Giza-based startup Cartona, an e-commerce platform digitalizing the FMCG trade market, has reportedly secured $12 million in its Series A funding round.
The round was led by VC firm Silicon Badia and joined by Sunny Side Ventures, Arab Bank Accelerator, and the impact investment fund SANAD Fund for MSME, which focuses on MSMEs in North and Middle East Africa.
Existing investors Kepple Ventures and Global Ventures also participated in the round.
According to the firm’s statement, the funding will help the startup further expand in Egypt and grow its product, services, and technology, while exploring new verticals.
Mahmoud Talaat, CEO of Cartona, believes that the firm will reach profitability with the investment.
He said that the firm would be utilizing the money towards sustainable growth instead of rapid expansion, ensuring positive unit economics in each city.
With Cartona, buyers can order inventory from a network of selected sellers with an app that offers a communication tool for promotions and a dashboard for market insights.
The startup works with wholesalers, distributors, FMCG producers, and mom-and-pop stores in the country. It runs an asset-light marketplace where not a single product or vehicle is owned by it.
Mahmoud Abdel-Fattah, CTO of Cartona, stated that Cartona stands out in the market by integrating BNPL services into its marketplace platform without a third-party provider.

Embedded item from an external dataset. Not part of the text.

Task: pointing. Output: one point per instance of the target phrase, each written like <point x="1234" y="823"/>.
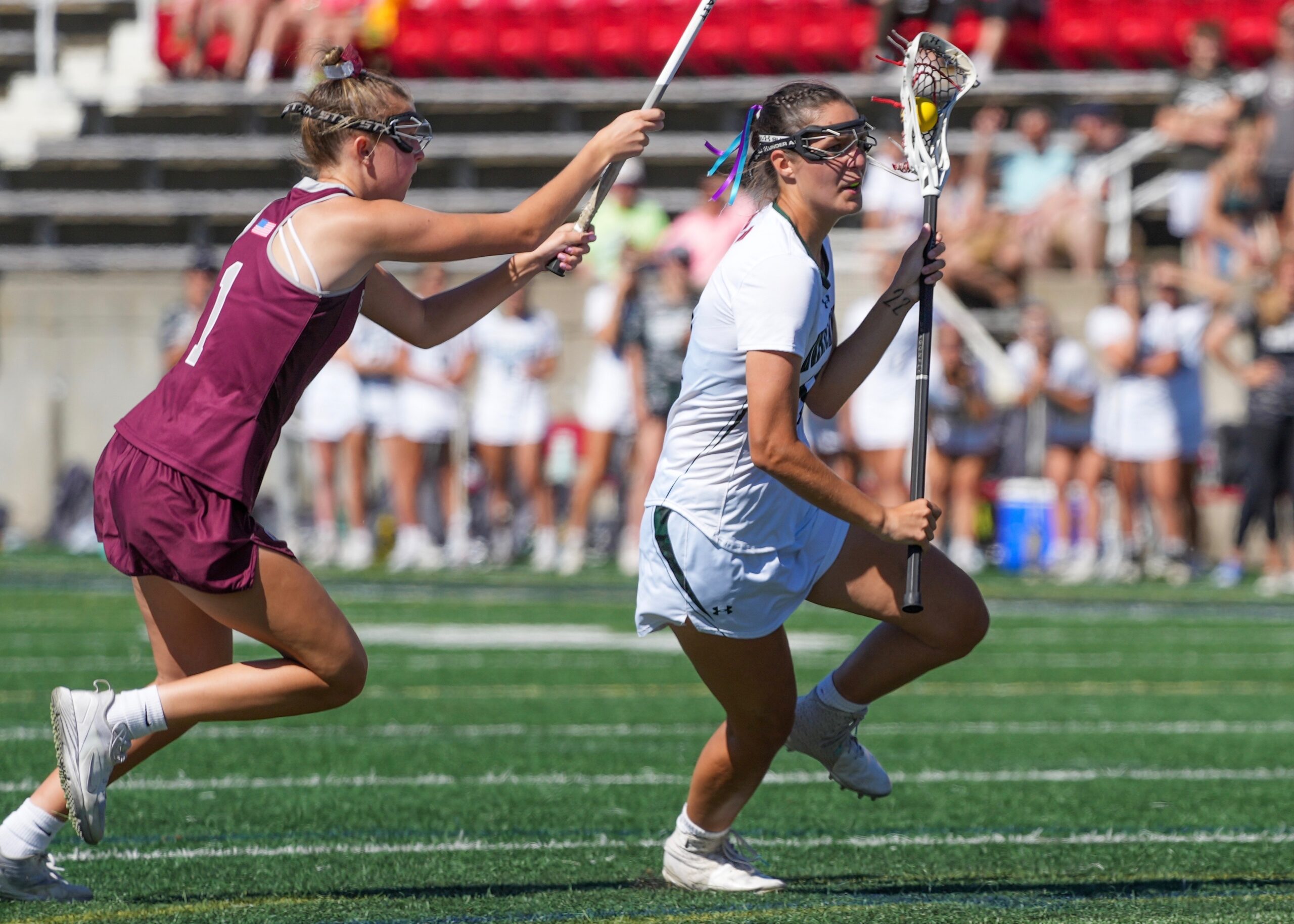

By implementing this approach, small businesses can repay their loans whenever they have a product shipment, unlike on other platforms where they are bound to pay their loans monthly with interest.
Currently, Cartona lends out its balance sheet, but expects to get some venture debt and credit lines soon from its partners by January 2023.
Namek T. Zu’bi, founding managing partner, Silicon Badia, said that Cartona’s asset-light approach has enabled investment firms, including itself to enter the B2B retail market and efficiently serve several marketplace participants.
Talaat revealed that the firm currently serves over 60,000 merchants, 1,500 wholesalers and distributors, and 200 FMVG businesses, including Henkel and Unilever. It has processed over 1 million transactions and has an E£2.3 billion ($121 million) annualized gross merchandise value.